The meteoroid grazed Earth's atmosphere quite gently (in comparison to, for example, the 1972 Great Daylight Fireball above the United States and Canada). It became visible at a height of 103.7 km north of Uherský Brod, Czechoslovakia, only approached Earth's surface to 98.67 km[note 2] northeast of Wrocław, Poland, and disappeared from the sight of the cameras at a height of 100.4 km north of Poznań, Poland. It would probably still have been visible until it reached a height of 110 km above the southern Baltic Sea.[1]

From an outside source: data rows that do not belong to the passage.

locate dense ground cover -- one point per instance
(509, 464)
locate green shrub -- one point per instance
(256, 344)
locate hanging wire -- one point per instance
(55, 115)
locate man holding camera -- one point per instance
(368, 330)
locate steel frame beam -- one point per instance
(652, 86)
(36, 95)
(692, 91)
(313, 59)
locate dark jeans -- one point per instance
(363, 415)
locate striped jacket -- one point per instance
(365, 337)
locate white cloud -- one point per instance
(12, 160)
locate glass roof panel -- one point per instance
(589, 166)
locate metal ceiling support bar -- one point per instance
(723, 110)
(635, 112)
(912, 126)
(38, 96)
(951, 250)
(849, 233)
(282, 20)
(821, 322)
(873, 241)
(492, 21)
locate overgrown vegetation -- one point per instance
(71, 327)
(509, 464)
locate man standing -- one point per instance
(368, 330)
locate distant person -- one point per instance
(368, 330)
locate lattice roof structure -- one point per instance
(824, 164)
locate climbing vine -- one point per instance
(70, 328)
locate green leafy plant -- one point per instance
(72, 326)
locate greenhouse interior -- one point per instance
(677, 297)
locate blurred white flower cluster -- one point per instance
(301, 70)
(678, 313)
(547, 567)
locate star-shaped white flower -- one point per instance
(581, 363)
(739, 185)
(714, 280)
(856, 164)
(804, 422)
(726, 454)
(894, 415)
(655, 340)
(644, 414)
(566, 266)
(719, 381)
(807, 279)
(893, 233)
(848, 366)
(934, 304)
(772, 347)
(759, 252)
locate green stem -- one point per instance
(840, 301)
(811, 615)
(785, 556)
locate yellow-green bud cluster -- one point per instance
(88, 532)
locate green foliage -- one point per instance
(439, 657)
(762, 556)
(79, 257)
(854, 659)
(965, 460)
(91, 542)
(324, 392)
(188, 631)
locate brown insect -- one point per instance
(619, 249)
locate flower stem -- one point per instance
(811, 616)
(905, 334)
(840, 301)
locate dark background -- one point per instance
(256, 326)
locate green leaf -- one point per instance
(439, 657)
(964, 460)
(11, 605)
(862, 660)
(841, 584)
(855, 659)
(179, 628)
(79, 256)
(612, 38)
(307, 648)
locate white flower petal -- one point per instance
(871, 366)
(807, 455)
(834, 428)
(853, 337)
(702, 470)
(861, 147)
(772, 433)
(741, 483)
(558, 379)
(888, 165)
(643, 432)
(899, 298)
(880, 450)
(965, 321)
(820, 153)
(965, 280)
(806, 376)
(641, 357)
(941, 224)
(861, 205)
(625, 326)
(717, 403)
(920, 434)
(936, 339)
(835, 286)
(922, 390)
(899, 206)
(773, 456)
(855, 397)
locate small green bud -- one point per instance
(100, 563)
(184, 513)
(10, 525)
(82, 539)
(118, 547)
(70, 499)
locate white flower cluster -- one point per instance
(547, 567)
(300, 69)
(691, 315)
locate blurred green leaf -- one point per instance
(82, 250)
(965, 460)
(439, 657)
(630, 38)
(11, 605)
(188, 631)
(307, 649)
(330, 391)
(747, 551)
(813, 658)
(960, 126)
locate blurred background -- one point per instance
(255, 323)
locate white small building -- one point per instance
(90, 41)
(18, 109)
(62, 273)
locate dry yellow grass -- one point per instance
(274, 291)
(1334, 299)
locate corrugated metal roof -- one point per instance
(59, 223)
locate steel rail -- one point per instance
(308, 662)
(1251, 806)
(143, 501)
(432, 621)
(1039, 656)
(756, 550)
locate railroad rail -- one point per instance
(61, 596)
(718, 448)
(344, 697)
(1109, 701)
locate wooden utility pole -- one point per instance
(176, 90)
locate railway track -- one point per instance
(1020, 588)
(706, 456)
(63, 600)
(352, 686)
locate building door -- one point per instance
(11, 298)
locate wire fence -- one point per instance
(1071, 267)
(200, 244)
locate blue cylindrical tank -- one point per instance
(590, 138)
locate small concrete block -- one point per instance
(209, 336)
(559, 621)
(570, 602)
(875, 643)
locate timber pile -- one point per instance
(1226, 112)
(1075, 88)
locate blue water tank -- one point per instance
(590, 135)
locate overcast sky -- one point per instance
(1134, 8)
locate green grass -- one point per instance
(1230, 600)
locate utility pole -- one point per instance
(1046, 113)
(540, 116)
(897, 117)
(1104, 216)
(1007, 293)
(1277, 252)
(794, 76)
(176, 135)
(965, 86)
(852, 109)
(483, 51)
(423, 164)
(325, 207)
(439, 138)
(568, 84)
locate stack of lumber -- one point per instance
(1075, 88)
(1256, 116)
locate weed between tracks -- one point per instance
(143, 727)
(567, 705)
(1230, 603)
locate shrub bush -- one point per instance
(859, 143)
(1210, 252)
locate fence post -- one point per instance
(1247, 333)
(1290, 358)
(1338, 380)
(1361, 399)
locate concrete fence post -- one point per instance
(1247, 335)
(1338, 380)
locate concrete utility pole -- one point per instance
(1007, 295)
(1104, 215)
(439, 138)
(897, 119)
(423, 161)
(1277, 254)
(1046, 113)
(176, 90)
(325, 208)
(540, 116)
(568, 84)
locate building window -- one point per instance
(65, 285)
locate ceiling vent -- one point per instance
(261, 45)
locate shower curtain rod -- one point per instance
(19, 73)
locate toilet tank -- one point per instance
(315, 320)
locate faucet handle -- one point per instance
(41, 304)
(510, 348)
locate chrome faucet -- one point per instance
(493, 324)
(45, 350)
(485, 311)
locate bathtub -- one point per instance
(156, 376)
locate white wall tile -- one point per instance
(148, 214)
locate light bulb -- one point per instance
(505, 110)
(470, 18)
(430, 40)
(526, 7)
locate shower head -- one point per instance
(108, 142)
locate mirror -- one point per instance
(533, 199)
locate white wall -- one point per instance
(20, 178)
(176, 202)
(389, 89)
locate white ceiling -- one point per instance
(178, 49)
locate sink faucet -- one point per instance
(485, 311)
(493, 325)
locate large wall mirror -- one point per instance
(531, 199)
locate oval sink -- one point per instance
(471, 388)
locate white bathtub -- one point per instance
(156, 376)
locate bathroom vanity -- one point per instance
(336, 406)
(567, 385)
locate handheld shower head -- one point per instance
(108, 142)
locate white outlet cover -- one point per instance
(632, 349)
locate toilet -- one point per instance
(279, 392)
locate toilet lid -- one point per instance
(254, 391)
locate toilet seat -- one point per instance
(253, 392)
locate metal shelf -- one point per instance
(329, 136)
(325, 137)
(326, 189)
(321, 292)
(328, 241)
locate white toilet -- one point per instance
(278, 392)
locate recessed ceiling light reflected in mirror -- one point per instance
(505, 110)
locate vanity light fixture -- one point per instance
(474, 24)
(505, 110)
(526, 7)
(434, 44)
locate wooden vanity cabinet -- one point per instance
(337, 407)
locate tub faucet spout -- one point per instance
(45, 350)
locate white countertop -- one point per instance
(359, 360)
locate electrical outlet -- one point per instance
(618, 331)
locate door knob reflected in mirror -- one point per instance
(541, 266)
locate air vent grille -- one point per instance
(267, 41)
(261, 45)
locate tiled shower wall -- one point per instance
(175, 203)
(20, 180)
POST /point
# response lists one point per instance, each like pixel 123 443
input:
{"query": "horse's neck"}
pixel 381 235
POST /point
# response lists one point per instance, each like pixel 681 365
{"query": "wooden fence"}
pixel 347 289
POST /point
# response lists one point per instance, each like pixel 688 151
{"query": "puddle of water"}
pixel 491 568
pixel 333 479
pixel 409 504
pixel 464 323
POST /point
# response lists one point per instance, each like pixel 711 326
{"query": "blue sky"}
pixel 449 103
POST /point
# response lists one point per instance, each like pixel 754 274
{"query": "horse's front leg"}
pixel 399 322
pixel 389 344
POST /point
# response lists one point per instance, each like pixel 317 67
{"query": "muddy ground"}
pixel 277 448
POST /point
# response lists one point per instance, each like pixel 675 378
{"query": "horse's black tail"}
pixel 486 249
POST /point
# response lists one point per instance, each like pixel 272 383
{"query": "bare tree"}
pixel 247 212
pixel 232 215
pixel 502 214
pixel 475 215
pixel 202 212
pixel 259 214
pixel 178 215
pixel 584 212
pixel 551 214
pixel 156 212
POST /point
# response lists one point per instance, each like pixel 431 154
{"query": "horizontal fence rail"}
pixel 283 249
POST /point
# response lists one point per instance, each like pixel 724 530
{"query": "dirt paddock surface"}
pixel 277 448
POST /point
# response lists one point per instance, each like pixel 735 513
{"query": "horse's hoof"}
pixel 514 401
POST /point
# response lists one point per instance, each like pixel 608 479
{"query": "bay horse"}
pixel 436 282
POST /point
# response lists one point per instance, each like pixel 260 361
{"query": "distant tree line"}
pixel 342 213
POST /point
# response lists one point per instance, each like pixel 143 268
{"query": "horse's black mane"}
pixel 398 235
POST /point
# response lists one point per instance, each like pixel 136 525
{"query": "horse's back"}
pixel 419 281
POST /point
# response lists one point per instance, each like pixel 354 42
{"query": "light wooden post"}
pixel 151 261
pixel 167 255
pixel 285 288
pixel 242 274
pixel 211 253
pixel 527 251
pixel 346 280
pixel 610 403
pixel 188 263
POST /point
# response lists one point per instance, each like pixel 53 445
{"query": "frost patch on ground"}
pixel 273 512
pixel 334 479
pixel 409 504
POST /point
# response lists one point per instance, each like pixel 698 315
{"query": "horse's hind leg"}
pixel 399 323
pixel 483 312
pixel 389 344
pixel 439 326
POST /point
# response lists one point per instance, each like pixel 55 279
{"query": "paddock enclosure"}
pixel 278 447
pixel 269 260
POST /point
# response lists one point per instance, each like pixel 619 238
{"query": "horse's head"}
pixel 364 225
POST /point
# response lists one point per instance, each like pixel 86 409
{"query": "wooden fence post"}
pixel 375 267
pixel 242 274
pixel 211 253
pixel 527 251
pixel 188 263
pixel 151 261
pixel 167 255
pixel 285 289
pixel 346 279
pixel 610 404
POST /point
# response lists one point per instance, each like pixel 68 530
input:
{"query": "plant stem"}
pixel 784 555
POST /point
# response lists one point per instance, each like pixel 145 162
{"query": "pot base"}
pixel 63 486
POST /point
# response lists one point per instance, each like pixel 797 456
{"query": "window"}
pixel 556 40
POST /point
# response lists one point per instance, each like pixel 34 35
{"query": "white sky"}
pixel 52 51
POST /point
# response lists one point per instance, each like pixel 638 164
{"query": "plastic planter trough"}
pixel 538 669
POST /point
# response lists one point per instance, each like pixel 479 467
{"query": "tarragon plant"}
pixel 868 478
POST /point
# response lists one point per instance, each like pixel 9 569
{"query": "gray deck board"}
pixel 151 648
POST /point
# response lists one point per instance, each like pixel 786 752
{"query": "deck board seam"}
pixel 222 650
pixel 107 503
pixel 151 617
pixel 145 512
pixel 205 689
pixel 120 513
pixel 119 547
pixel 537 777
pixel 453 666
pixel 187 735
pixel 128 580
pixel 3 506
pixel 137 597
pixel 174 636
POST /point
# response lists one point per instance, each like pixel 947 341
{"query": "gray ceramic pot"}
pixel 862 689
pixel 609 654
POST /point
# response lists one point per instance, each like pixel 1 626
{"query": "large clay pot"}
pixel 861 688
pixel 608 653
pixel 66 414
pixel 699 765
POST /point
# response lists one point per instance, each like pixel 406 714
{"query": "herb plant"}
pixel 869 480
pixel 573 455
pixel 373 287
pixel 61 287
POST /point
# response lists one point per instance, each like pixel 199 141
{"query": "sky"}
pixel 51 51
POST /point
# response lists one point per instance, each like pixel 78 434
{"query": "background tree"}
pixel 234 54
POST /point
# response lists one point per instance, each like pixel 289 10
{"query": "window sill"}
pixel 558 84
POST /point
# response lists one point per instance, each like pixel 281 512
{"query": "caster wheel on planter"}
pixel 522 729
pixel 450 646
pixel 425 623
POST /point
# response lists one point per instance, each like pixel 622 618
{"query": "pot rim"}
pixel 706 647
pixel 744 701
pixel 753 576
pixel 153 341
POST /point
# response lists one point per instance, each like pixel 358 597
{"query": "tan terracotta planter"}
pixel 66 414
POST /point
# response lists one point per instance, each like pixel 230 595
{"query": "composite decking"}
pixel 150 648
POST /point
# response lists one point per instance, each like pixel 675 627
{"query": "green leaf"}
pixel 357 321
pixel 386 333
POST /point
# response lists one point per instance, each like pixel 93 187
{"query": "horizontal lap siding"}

The meteoroid's absolute magnitude (the apparent magnitude it would have at an altitude of 100 km at the observer's zenith) was approximately −6 and did not vary significantly during the encounter. It travelled a distance of 409 km in 9.8 seconds during the time it was observed. It was moving with a speed of 41.74 km/s,[note 3] which did not change during the flight.[4] Jiří Borovička and Zdeněk Ceplecha from the Ondřejov Observatory in Czechoslovakia estimated that the deceleration caused by the friction of the atmosphere was only 1.7 m/s2 near the fireball's perigee (closest approach to Earth), which meant that its velocity was reduced by only 0.012 km/s.[1] This corresponds well with computer simulations provided by D. W. Olson, R. L. Doescher and K. M. Watson at the Southwest Texas State University, who concluded that the meteoroid was practically not decelerated along its trajectory, with the exception of a very short time near perigee, when the deceleration was 1 m/s2.[5]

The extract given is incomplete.